Lorenz Hemicker erinnerte an den Befund des Inspekteurs des Deutschen Heeres, Generalleutnant Alfons Mais, von Ende Februar, das deutsche Militär sei lediglich bedingt einsatzbereit. Der General stellte – so Hemicker - die militärische Gefechtsbereitschaft seiner Truppe infrage und zitierte dessen Aussage: „Die Optionen, die wir der Politik zur Unterstützung des Bündnisses anbieten können, sind extrem limitiert“. Vor dem Hintergrund des russischen Angriffskriegs warb auch Hemicker für eine Neuausrichtung der deutschen Verteidigungspolitik: „Die Politik muss nun vorangehen. Jetzt gibt es Notwendigkeiten, die Bundeswehr zu stärken.“ Mit Blick auf die Debatte über deutsche Beiträge zur Unterstützung der ukrainischen Streitkräfte und eine mögliche Bewertung dieser Aktivitäten durch das Putin-Regime, Deutschland als Kriegspartei zu betrachten, bemerkte er: „Was die Amerikaner liefern, können wir bedenkenlos ebenfalls liefern.“
Dem Vorhaben, ein Pflichtjahr für junge Frauen und Männer, das die Komponente eines Dienstes in der Bundeswehr enthalten könnte, erteilte Hemicker eine klare Absage: „In einem solchen Fall müssten zivile Träger und die Bundeswehr neue Strukturen schaffen. Zehntausende Menschen – unter ihnen viele Berufs – und Zeitsoldaten – wären daran beteiligt, diesen Prozess zu organisieren und ausschließlich als Ausbilder zur Verfügung zu stehen.“
Oberstleutnant Tilman Engel stellte das von ihm geleitete Pilotprojekt vor, das verloren gegangene Kontakte zwischen der Wirtschaft und den Streitkräften wiederherstellen und neue Kontakte knüpfen soll, um qualifizierte Männer und Frauen für den Dienst in der Reserve zu gewinnen.
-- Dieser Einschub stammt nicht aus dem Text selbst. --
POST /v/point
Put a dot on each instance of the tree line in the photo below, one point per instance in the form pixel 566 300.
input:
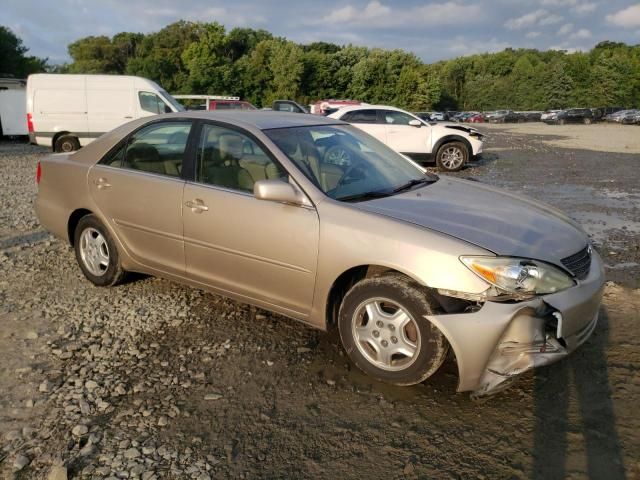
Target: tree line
pixel 205 58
Wie wichtig die Reserve für die Bundeswehr und die Gesellschaft sei, habe sich unlängst während der der Coronavirus-Krise erwiesen. Angesichts der möglichen Folgen des russischen Angriffskrieges gegen die Ukraine komme starken Reserve-Kapazitäten eine Schlüsselfunktion zu. Die Bundeswehr sei für den Fall der Fälle darauf angewiesen, die aktiven Kräfte um einen Anteil von 50 Prozent mit Reservisten zu verstärken. Da kein Spannungsfall vorliege, sei die Bundeswehr derzeit auf Freiwilligkeit angewiesen. Engel erläuterte, dass viele Arbeitgeber als „Corporate Citizens“ durchaus über einen Appell an ihre „gesamtgesellschaftliche Verantwortung“ motiviert werden können, Mitarbeiter für Dienstzeiten in der Reserve freizustellen.